If there was a holy trinity for AP study sites, Quizlet would most certainly be in it. Its easy to use interface, combined with its multi-purpose functionality, helps students of all different learning styles in endless subject areas. However, it can sometimes be challenging to find the best vocab sets.
Fiveable’s AP Stats teachers & students have compiled the best quizlet study decks for each unit. The AP Stats exam is very concept heavy, so make sure you take the time to learn these terms.
Catch a live review or watch a replay for AP Stats on Fiveable’s AP Stats hub!
Unit 1 includes the roots of statistics, and it is very important to get these concepts down and memorized.
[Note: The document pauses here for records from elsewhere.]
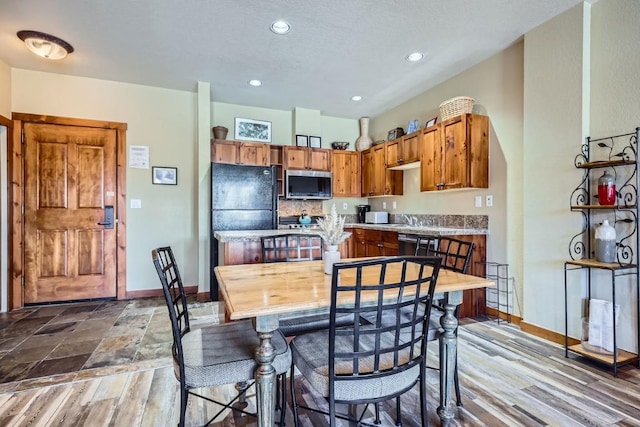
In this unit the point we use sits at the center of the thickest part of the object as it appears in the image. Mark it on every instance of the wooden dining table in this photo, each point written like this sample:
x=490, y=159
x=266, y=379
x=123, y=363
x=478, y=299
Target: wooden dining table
x=268, y=292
In this unit, you will distinguish between categorical and quantitative data, describe and compare distributions, and begin to learn about normal distributions.
Key Terms:
Categorical Variable – Record which of several groups an individual belongs to
Quantitative Variable – Taking numerical values for future calculations of sorting
Describing a Distribution (SOCS) MUST include:
Shape – uniform/skew/peaks in context (symmetric, skewed left/right, unimodal/bimodal)
Outliers – mention outliers in context
Center – mean or median in context
Spread – range/standard deviation/IQR in context
Bar Graphs, Two-way Tables, Histograms, Stemplots, Dotplots, Box plots – All methods of representing Data. It is good to know how to read information off of each of these.
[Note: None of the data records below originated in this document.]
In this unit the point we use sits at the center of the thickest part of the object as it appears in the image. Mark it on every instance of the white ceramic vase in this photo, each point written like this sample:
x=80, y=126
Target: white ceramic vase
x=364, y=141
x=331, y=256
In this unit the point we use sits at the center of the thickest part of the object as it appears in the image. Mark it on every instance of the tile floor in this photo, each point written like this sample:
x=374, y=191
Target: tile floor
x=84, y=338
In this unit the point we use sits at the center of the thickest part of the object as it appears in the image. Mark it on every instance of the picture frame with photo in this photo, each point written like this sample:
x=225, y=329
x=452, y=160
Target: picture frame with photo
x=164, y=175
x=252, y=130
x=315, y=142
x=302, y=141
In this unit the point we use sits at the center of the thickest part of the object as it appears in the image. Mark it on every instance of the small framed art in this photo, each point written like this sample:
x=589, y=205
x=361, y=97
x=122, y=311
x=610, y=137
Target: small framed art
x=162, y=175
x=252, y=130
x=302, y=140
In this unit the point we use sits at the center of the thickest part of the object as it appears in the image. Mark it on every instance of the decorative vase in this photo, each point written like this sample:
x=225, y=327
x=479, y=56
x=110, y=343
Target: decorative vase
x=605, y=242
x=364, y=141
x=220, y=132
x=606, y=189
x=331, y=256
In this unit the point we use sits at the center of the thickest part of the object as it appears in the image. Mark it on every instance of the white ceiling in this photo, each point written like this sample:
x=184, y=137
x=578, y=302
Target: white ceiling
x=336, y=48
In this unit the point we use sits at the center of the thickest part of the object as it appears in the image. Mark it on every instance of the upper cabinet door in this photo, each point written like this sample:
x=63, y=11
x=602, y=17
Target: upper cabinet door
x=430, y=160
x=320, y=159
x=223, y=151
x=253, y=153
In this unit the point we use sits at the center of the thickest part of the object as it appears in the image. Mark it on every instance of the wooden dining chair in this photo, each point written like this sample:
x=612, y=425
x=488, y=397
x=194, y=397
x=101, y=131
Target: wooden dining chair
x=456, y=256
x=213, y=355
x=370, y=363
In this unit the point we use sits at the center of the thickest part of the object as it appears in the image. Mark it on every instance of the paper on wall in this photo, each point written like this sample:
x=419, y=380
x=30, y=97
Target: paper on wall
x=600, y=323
5 Number Summary – Minimum, Quartile 1, Median, Quartile 3, Maximum
The Empirical Rule – Tells us that if we all behave normally then about 68% of the values fall within 1 standard deviation of the mean, about 95% of the values fall within 2 standard deviations of the mean, and about 99.7%—almost all—of the values fall within 3 standard deviations of the mean.
Z-Score – z = x - x̄ / s
Unit 2 is an expansion of Unit 1. It builds on the relationships between two categorical or quantitative variables and how to argue about the strength between the two. This unit includes a lot of set interpretations of the different components of an LSRL which are very important to remember.
Key Terms:
Scatterplots – A way to organize data. On the x-axis is the explanatory (independent) variable and on the y-axis is the response (dependent) variable.
Form – linear or curved
Direction – positive or negative correlation
Strength – depends on the correlation coefficient; could be weak, moderate, or strong.
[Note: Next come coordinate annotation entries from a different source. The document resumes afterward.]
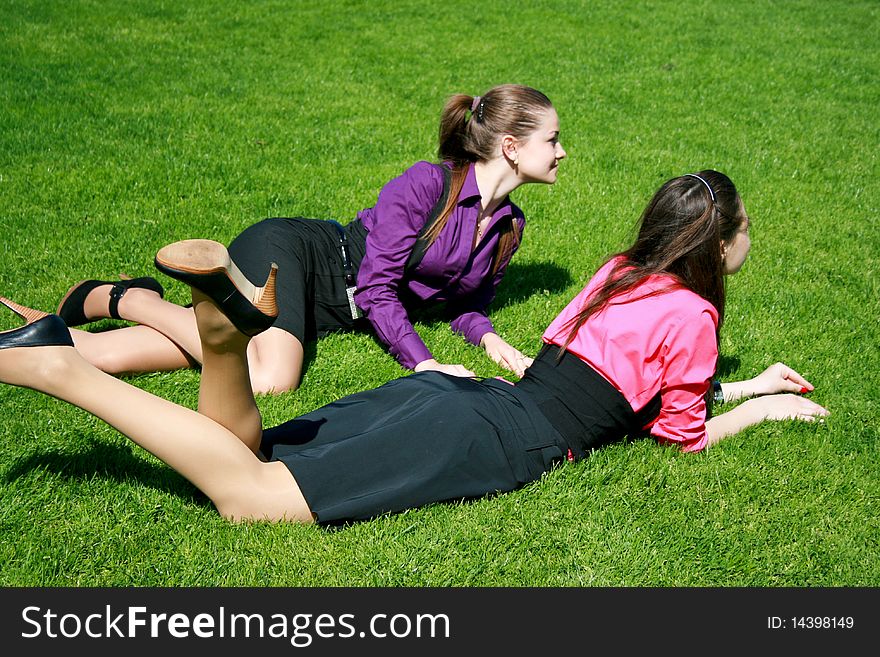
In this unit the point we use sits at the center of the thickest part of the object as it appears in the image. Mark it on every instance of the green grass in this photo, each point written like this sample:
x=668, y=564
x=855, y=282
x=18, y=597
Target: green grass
x=128, y=125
LSRL – ŷ=a+bx where x denotes (context) and ŷ denotes predicted (context)
Correlation Coefficient (r) – The correlation coefficient shows the degree to which there is a linear correlation between the two variables, that is, how close the points are to forming a line. The closer r is to 1 or -1, the stronger the relationship.
Slope (b) – There is a predicted increase/decrease of ______ (slope in unit of y variable) for every 1 (unit of x variable).
Y Intercept – The predicted value of (y in context) is _____ when (x value in context) is 0 (units in context).
Coefficient of Determination (r^2) – ____% of the variation in (y in context) is due to its linear relationship with (x in context).
Residuals – The difference between the actual data and the value predicted by a linear regression model, or y-ŷ. The ideal pattern is random scatter above and below the LSRL (where the residuals=0). A positive residual means the model underestimated the true value while a negative residual means the model overestimated the true value.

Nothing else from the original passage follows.